Control of the U.S. House of Representatives is in the balance with ballots still being counted in several states. While Republicans appear to be inching toward a majority, they have not yet secured enough wins to take control as more than two dozen congressional races remain uncalled.
The closer-than-expected contest for the House has caused a serious rift between nervous Republicans and former Presiden Donald Trump, who is being blamed for the GOP’s lackluster performance on Tuesday’s midterms.
Now, The New York Times is reporting that an angry Donald Trump made a late-night call weeks before the election and threatened Republican National Committee head Ronna McDaniel because GOP gubernatorial candidate for Nevada, Joe Lombardo, whom he endorsed, refused to call him a “great president” during a debate earlier that evening.
According to The Times, Trump threatened to pull his endorsement if Lombardo didn’t praise him.

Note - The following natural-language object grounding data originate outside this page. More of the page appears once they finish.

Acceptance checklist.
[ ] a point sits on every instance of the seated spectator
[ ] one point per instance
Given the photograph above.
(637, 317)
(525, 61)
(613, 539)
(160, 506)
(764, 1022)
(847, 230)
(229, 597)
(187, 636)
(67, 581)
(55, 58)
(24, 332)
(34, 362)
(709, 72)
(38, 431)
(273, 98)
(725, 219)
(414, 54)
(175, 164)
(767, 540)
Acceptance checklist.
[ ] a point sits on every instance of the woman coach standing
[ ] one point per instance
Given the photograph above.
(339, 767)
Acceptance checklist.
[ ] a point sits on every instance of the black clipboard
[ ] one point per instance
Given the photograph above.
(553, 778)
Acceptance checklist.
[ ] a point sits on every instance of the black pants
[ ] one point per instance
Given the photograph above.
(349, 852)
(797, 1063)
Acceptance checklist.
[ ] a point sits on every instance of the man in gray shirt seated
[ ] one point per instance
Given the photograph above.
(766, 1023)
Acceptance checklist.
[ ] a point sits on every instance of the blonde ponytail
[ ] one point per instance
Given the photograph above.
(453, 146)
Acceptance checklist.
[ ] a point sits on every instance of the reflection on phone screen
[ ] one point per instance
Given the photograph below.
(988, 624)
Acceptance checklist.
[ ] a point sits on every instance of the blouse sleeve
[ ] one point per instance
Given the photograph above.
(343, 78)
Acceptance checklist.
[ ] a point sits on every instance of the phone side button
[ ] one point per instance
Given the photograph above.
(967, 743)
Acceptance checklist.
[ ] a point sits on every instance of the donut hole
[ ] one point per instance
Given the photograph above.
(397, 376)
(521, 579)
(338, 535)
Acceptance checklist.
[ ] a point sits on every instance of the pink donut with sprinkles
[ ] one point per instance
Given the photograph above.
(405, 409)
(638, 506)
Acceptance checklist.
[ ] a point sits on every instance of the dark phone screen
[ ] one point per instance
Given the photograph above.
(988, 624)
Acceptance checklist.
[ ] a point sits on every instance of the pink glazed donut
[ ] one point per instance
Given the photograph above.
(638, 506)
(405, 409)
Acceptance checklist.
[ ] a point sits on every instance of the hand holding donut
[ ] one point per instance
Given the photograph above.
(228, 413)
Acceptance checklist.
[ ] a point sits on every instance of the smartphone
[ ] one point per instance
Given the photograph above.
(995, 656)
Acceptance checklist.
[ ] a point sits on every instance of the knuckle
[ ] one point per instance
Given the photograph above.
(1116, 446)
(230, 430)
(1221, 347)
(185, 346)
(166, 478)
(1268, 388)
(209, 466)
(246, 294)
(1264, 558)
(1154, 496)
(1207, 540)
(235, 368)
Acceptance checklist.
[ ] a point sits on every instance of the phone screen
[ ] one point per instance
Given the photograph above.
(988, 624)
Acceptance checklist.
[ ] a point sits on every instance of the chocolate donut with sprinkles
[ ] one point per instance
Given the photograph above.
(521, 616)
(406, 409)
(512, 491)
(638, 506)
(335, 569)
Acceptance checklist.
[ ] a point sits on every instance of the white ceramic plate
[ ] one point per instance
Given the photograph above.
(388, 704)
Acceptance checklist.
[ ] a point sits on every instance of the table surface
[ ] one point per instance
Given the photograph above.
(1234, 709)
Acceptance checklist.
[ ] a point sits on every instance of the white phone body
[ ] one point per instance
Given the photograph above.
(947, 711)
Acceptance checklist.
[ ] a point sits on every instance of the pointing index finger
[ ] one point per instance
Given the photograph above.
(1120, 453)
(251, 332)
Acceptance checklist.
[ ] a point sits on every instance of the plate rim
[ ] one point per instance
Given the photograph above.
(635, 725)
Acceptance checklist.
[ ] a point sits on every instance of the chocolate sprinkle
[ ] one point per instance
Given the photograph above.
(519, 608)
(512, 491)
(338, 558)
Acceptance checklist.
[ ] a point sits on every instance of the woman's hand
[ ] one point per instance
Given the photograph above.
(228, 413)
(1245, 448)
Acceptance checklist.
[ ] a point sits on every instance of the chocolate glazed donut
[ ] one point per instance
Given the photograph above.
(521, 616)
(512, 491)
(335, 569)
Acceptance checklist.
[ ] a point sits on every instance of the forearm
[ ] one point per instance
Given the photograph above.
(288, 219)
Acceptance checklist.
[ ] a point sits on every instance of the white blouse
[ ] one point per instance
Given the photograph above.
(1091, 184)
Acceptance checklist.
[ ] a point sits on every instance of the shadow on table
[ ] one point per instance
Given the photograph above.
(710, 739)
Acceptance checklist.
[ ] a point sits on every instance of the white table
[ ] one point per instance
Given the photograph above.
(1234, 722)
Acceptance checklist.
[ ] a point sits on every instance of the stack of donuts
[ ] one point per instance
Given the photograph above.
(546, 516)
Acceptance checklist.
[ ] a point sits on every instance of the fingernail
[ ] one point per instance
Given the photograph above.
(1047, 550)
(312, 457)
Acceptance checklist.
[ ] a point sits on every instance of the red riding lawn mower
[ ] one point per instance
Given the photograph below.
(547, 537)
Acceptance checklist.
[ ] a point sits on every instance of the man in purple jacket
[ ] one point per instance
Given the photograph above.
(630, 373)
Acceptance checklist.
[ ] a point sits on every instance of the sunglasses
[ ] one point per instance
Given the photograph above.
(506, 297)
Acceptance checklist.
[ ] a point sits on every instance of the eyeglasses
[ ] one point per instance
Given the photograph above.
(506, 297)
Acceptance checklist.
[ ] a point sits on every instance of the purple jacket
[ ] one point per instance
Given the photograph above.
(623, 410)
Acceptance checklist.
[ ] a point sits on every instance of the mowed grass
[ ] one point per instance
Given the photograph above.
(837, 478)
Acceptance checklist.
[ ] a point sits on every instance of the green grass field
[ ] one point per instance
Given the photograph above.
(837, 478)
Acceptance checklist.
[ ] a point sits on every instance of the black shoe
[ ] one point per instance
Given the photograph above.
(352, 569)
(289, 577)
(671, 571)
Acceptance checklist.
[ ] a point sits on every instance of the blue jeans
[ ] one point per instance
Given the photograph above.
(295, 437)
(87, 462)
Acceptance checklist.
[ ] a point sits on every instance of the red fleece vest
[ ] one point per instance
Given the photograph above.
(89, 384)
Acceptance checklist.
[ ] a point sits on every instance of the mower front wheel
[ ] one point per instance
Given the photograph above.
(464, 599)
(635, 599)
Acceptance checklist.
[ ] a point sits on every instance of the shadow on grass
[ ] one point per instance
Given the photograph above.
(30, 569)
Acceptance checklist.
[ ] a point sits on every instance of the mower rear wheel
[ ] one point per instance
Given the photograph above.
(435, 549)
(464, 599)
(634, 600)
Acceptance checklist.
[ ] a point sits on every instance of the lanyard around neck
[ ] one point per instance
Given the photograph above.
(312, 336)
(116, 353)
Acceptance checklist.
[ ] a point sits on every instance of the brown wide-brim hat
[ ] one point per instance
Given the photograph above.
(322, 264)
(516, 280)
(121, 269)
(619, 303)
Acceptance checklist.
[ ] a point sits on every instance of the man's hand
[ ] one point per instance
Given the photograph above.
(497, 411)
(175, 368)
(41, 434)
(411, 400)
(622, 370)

“Someone had sent the former president clips of that evening’s debate in the Nevada governor’s race. The Trump-endorsed Republican nominee, Joe Lombardo, the sheriff of Clark County, had declined to call Mr. Trump a ‘great’ president and had backed off Mr. Trump’s stolen-election lie,” New York Times reporter Shane Goldmacher writes. “Mr. Trump fumed about withdrawing his endorsement, threatening to throw into chaos one of the nation’s most consequential swing states, a place with three competitive House races and a tossup Senate seat. Ms. McDaniel, the chairwoman of the Republican National Committee, pleaded with the former president. She asked him for one hour to fix the situation.”
Goldmacher added: “Mr. Lombardo soon issued a statement calling Mr. Trump a ‘great president.” The crisis was averted. The next week, when Mr. Trump held a Nevada rally, Mr. Lombardo joined the chorus singing his praises onstage.”
At that rally, Lombardo went even further, calling Trump, “The greatest president, right?”